Condenados
"apuntaba con fervor en sus cuadernos desgastados de Cymeria"
Salió como un lobo dispuesta a que le concediera la confesión de su crimen. Una comezón le rondaba. Cómo pido a los verdugos mis derechos -pensaba. Había asistido alguna vez desde los camarines a las sofocadas ejecuciones. Antes de ser los bribones apestados de aquella sociedad, jugaban su partida sin miedo. Pero ahora tocaba descansar y el pesar les era devuelto con las mismas culatas que usaron para sus crímenes. Perdían la compostura y sólo se rendían de cansancio. Ella, seducida por aquel espectáculo, gritaba y gruñia con desdén. Yo no me comporto con esas embusteras tristezas de rata -pensaba. Para ella eran como un oráculo: apuntaba los números de cada condenado en sus libritos de Cymeria y les dibujaba unas huríes bien entradas en mantecas. Luego volvía a los albergues que frecuentaba. Buscaba remedios, salidas, túneles… Hallándome así de despechada es absolutamente imposible encontrarlas -pensaba. Eran demasiado antiguas. Había que buscar entre nuestra carne como un leproso...
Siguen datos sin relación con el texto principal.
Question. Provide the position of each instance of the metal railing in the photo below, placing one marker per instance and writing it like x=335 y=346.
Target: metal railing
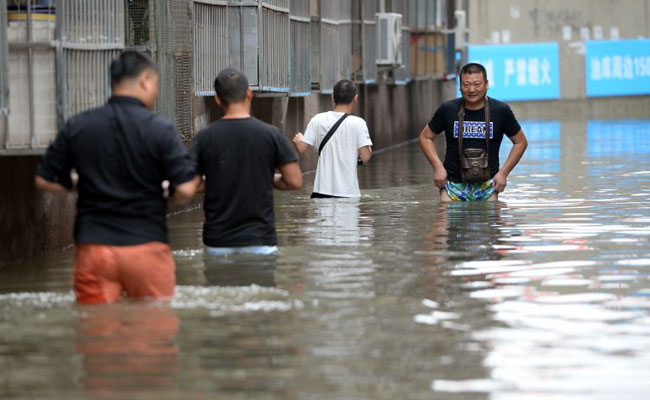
x=300 y=48
x=54 y=66
x=4 y=71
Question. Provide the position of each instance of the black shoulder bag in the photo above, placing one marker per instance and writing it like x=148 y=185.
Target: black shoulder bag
x=474 y=162
x=331 y=132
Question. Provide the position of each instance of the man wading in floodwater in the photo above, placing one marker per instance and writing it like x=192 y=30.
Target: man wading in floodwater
x=122 y=153
x=473 y=174
x=238 y=154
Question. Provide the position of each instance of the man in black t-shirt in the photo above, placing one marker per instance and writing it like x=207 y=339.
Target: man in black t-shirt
x=447 y=176
x=122 y=154
x=238 y=156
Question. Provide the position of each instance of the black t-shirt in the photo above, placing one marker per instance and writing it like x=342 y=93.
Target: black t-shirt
x=238 y=158
x=122 y=153
x=502 y=121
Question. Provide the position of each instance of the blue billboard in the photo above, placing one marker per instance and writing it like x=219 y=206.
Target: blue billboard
x=525 y=71
x=617 y=67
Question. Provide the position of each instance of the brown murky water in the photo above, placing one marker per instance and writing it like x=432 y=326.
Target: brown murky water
x=394 y=296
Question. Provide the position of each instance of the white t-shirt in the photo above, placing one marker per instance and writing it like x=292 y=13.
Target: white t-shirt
x=336 y=172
Salió como un lobo, decidida, con la furia de quien no teme hurgar en la herida que aún supura. Una comezón indescifrable le ardía en los huesos, en la piel, en los resquicios de su conciencia que a duras penas lograban enhebrar los hilos del razonamiento. ¿Cómo le exijo a los verdugos mis derechos? –se preguntaba, mientras sus pensamientos giraban como un enjambre alborotado.
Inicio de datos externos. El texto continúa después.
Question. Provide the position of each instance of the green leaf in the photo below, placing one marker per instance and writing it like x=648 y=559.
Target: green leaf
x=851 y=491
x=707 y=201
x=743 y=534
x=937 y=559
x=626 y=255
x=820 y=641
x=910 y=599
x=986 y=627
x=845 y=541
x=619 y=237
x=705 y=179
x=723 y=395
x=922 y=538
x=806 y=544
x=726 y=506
Recordaba, nítidamente, aquellas ejecuciones que había presenciado desde la sombra, oculta en los camarines, donde el sudor y el miedo compartían espacio con el hedor de la derrota. Los que antes reinaban con desparpajo y osadía, impunes, ahora se sometían al riguroso ciclo del castigo. Como si la justicia hubiese despertado de su letargo, devolviéndoles con despiadada precisión el peso de sus crímenes. Aquellos hombres, que alguna vez se jactaron de su poder, no se doblegaban por arrepentimiento, sino por el simple cansancio de una guerra interminable. Y ella, fascinada por esa decadencia brutal, aplaudía desde la oscuridad, no con las manos, sino con el alma. Gritaba, aullaba, como una bestia que reconoce en la derrota ajena el reflejo de su propia furia.
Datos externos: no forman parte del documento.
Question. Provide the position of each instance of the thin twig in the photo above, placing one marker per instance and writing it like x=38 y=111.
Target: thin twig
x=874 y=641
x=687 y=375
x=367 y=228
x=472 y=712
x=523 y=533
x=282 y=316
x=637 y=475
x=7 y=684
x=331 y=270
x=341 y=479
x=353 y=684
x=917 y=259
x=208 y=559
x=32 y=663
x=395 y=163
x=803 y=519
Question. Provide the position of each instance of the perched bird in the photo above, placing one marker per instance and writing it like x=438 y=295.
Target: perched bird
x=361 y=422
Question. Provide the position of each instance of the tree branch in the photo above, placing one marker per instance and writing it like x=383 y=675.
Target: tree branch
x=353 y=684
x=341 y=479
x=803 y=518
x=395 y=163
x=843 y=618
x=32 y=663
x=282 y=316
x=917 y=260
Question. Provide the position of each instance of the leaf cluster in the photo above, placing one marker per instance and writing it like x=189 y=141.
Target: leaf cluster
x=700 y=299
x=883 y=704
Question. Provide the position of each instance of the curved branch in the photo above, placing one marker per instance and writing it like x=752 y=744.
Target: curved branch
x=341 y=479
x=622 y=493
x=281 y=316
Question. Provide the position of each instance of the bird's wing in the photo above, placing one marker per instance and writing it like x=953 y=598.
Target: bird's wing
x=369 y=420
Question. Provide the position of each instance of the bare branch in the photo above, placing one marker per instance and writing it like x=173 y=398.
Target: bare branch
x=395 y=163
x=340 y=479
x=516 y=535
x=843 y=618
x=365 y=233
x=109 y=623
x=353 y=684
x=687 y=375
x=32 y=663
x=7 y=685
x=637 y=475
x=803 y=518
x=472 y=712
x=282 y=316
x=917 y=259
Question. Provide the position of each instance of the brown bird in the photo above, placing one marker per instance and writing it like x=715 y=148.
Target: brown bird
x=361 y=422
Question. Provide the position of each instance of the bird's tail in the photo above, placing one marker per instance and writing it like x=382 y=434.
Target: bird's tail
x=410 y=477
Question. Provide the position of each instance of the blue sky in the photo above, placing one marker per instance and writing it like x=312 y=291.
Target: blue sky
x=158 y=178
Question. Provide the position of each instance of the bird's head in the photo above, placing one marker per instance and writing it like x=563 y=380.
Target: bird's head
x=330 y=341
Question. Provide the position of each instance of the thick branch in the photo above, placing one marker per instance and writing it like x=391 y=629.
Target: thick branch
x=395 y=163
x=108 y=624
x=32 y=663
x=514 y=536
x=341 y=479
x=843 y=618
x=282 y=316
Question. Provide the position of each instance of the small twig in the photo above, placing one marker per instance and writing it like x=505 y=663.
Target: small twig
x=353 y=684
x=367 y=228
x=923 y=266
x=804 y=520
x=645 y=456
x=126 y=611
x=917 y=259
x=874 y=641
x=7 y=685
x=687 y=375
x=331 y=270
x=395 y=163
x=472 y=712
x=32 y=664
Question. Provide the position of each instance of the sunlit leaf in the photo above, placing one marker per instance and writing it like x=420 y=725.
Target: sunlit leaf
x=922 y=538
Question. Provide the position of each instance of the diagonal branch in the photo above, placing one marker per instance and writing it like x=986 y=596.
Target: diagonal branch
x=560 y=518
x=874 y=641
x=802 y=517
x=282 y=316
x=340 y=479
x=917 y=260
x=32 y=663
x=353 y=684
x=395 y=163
No me dejaré arrastrar por esas tristezas falsas, de roedores asustados –se repetía, desafiante. Para ella, los condenados no eran más que una especie de oráculo retorcido, cuyos números apuntaba con fervor en sus cuadernos desgastados de Cymeria. Y junto a esos nombres y números, dibujaba huríes grotescas, rollizas, cubiertas de manteca, como si en la deformidad de esas figuras pudiera encontrar algún tipo de consuelo o redención.
Luego, se marchaba a los albergues, aquellos tugurios donde la desesperanza era palpable, buscando siempre una salida, una grieta en la estructura, un túnel que la liberara de aquella asfixiante sensación de estar atrapada. Es inútil encontrarlas –se decía con frustración. Porque, ¿Qué remedios podía haber para un mal tan antiguo, tan arraigado en la carne? No, la búsqueda no era hacia afuera; debía sumergirse en su propia piel, como un leproso que excava en su carne podrida, buscando quizás en la enfermedad la respuesta que siempre se le había negado.